In the last section, we saw that transformers need fluctuating current to work properly. The flash circuit provides this fluctuation by continually interrupting the DC current flow -- it passes rapid, short pulses of DC current to continually fluctuate the magnetic field.
The circuit does this with a simple oscillator. The oscillator's main elements are the primary and secondary coils of the transformer, another inductor (the feedback coil), and a transistor, which acts as an electrically controlled switch.
When you press the charging button it closes the charging switch so that a short burst of current flows from the battery through the feedback coil to the base of the transistor. Applying current to the base of the transistor allows current to flow from the transistor collector to the emitter -- it makes the transistor briefly conductive (see How Amplifiers Work for details).
When the transistor is "switched on" in this way, a burst of current can flow from the battery to the primary coil of the transformer. The burst in current causes a change in voltage in the secondary coil, which in turn causes a change in voltage in the feedback coil. This voltage in the feedback coil conducts current to the transistor base, making the transistor conductive again, and the process repeats. The circuit keeps interrupting itself in this way, gradually boosting voltage through the transformer. This oscillating action produces the high-pitch whine you hear when a flash is charging up.
The high-voltage current then passes through a diode, which acts as a rectifier -- it only lets current flow one way, so it changes the fluctuating current from the transformer back into steady direct current.
The flash circuit stores this high-voltage charge in a large capacitor. Like a battery, the capacitor holds the charge until it's hooked up to a closed circuit.
The capacitor is connected to the two electrodes on the flash tube at all times, but unless the xenon gas is ionized, the tube can't conduct the current, so the capacitor can't discharge.

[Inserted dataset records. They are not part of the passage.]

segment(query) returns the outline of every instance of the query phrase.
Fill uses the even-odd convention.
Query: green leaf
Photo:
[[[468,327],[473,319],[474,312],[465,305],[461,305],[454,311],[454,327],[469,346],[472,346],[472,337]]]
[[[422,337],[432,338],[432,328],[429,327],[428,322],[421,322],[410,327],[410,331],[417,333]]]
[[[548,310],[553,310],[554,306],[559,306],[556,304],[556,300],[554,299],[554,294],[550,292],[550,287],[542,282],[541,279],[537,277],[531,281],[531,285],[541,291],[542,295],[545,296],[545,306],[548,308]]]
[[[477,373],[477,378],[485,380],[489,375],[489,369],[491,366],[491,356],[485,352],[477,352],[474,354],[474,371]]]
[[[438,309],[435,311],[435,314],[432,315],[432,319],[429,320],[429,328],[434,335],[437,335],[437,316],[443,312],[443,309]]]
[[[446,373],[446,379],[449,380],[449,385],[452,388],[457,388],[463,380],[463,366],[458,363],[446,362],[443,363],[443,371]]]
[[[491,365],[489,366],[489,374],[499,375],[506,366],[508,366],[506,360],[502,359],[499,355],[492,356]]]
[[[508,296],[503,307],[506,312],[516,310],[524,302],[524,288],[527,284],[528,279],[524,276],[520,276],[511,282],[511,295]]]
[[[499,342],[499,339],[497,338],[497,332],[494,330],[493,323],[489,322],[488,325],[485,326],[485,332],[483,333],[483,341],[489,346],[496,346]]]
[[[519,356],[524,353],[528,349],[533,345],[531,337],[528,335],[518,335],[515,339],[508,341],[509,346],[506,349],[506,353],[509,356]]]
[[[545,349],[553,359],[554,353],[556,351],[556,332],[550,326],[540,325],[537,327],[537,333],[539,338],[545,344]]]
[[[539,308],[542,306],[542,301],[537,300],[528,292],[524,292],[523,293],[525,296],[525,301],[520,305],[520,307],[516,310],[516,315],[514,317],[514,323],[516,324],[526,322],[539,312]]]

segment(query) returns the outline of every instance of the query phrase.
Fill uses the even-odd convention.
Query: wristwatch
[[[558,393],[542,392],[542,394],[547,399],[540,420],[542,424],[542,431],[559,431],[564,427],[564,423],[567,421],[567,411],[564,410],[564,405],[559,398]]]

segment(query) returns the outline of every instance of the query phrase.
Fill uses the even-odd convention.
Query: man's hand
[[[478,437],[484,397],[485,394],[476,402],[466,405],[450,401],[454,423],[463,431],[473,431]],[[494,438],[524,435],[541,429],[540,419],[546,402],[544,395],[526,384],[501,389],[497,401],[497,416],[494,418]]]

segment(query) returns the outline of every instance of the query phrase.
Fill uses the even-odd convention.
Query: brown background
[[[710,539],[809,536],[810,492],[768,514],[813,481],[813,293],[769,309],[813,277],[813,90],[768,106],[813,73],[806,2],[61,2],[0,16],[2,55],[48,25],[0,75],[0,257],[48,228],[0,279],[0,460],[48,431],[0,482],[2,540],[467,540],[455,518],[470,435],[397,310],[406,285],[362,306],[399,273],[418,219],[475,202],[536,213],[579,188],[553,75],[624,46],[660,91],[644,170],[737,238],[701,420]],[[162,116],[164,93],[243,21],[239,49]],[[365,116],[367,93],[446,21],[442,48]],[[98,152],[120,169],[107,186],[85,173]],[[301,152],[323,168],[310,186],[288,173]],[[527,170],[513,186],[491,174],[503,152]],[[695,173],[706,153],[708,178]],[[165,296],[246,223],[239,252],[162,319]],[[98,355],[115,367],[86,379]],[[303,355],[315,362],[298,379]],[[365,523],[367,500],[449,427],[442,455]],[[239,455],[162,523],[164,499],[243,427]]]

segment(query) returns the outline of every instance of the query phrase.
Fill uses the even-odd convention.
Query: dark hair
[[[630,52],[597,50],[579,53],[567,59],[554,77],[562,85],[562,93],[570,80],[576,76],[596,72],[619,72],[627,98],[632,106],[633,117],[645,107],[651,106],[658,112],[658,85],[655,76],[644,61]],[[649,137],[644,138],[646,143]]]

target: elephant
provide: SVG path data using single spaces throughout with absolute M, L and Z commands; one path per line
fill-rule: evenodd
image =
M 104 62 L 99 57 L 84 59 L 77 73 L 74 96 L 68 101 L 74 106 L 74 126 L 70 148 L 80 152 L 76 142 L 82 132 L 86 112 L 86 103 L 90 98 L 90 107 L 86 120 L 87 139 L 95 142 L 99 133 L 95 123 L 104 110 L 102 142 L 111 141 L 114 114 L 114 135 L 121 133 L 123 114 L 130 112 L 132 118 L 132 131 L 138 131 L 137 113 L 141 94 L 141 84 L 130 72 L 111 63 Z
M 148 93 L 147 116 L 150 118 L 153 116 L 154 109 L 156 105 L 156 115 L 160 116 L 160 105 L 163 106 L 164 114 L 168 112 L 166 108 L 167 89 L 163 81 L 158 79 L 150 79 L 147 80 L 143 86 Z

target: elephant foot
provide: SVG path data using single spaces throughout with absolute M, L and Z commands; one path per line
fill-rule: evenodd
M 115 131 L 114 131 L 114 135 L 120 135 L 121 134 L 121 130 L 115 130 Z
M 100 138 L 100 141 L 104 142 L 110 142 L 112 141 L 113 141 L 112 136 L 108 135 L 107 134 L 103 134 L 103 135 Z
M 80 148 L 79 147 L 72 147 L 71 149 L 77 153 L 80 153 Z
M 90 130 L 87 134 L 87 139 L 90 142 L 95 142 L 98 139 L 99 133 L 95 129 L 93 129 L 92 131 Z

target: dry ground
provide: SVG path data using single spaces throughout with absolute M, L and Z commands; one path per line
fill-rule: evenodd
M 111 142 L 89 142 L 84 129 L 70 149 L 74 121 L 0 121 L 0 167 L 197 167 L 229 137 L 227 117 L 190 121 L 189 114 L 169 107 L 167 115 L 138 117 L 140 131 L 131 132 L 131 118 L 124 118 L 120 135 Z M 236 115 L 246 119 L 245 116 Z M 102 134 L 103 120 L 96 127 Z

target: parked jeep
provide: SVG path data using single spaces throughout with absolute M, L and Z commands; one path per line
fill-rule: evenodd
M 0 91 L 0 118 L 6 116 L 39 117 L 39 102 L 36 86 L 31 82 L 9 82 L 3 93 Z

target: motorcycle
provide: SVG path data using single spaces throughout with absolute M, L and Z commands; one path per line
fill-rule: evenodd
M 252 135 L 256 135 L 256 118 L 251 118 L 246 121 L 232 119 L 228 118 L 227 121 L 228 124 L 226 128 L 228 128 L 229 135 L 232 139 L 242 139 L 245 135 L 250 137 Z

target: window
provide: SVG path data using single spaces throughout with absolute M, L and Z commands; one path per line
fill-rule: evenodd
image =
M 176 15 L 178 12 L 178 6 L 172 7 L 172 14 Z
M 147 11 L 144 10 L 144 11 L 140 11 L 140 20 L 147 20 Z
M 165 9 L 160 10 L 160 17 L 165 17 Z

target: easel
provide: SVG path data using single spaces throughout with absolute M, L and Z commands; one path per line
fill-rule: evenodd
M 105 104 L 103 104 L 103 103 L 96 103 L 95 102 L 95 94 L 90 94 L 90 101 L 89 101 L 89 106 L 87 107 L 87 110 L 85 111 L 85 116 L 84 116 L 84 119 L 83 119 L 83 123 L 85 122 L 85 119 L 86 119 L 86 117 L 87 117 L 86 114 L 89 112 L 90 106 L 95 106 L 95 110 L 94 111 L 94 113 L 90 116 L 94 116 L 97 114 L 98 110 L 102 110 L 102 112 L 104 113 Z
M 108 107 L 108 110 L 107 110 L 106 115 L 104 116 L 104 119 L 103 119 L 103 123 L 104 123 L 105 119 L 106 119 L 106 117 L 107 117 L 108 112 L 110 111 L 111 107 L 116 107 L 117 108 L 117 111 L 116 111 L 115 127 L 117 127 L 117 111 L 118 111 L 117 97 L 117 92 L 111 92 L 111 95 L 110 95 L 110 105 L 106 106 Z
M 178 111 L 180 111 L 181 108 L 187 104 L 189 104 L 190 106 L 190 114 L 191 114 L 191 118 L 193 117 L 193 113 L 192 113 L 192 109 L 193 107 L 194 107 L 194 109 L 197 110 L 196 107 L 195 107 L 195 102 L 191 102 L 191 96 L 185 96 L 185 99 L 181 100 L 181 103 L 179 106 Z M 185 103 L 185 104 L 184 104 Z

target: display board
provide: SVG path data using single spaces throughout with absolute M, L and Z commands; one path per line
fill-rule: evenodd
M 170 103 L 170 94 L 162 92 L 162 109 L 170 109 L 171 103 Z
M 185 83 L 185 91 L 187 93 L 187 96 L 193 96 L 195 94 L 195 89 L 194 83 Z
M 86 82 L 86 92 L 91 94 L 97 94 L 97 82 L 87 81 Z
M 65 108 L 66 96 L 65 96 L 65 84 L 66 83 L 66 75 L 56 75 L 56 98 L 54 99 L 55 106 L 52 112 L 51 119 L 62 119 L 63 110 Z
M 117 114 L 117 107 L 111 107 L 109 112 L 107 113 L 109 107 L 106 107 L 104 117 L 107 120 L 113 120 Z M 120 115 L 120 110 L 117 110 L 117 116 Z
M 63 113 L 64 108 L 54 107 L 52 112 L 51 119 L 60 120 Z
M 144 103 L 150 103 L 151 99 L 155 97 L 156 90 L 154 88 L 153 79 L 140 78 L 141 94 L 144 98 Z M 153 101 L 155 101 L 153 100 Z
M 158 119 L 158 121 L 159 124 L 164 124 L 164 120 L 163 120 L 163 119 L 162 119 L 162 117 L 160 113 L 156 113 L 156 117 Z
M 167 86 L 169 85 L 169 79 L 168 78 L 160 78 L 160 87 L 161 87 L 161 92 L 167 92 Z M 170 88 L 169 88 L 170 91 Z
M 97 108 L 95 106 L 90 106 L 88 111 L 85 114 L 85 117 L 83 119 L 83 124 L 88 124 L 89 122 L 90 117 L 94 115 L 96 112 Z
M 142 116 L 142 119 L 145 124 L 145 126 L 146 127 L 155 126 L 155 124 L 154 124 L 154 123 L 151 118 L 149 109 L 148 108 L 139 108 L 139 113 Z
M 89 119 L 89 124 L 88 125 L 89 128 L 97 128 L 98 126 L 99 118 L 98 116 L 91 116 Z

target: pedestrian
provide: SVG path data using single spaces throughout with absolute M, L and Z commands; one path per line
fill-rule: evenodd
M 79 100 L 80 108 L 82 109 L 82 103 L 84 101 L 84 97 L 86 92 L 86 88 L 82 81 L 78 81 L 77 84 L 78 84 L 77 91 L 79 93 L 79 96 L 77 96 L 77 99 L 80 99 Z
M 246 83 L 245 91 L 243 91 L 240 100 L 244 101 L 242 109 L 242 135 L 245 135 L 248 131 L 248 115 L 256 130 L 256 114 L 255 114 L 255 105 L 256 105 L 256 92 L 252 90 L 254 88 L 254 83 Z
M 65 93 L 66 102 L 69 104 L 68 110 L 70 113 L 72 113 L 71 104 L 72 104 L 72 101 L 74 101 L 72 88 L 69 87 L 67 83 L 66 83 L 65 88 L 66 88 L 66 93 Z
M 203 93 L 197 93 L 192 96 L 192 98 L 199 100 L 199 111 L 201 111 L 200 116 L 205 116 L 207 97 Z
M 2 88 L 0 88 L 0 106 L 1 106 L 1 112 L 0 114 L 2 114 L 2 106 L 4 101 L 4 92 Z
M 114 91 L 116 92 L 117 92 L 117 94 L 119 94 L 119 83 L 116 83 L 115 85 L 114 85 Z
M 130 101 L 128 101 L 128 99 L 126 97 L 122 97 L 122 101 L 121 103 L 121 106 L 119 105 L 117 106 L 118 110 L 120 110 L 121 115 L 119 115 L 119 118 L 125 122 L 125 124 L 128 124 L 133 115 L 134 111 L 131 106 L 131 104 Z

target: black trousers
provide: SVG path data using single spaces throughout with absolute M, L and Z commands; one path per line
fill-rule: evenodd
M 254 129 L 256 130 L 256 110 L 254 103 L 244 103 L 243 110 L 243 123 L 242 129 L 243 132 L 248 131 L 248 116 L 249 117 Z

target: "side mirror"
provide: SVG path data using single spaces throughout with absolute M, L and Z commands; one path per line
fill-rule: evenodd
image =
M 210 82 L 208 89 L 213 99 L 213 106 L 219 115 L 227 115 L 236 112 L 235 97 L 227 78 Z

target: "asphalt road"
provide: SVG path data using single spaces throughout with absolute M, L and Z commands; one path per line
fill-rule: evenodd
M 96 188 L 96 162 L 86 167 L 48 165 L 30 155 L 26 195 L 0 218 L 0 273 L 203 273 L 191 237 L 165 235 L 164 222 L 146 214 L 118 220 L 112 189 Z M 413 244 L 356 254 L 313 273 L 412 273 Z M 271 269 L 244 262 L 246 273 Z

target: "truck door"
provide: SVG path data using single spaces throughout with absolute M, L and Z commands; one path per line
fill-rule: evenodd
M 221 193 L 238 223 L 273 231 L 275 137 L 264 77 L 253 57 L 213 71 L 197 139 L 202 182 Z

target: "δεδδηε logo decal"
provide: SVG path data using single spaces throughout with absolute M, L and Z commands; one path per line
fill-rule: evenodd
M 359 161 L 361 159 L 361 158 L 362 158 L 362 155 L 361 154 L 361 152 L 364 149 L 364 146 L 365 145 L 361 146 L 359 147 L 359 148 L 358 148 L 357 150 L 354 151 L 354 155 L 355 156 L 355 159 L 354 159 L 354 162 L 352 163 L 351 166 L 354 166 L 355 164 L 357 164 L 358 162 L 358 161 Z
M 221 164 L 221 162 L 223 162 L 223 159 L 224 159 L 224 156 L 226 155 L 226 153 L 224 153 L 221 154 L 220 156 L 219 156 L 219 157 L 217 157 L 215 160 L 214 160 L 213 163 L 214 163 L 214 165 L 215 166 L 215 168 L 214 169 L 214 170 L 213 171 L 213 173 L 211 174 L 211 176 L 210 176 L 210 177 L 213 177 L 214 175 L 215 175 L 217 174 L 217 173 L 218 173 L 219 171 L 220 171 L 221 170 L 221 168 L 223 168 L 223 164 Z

The capacitor circuit is also connected to a smaller gas discharge tube by way of a resistor. When the voltage in the capacitor is high enough, current can flow through the resistor to light up the small tube. This acts as an indicator light, telling you when the flash is ready to go.
The flash trigger is wired to the shutter mechanism. When you take a picture, the trigger closes briefly, connecting the capacitor to a second transformer. This transformer boosts the 200-volt current from the capacitor up to between 1,000 and 4,000 volts, and passes the high-voltage current onto the metal plate next to the flash tube. The momentary high voltage on the metal plate provides the necessary energy to ionize the xenon gas, making the gas conductive. The flash lights up in synch with the shutter opening.
Different electronic flashes may have more complex circuitry than this, but most work in the same basic way. It's simply a matter of boosting battery voltage to trigger a small gas discharge lamp.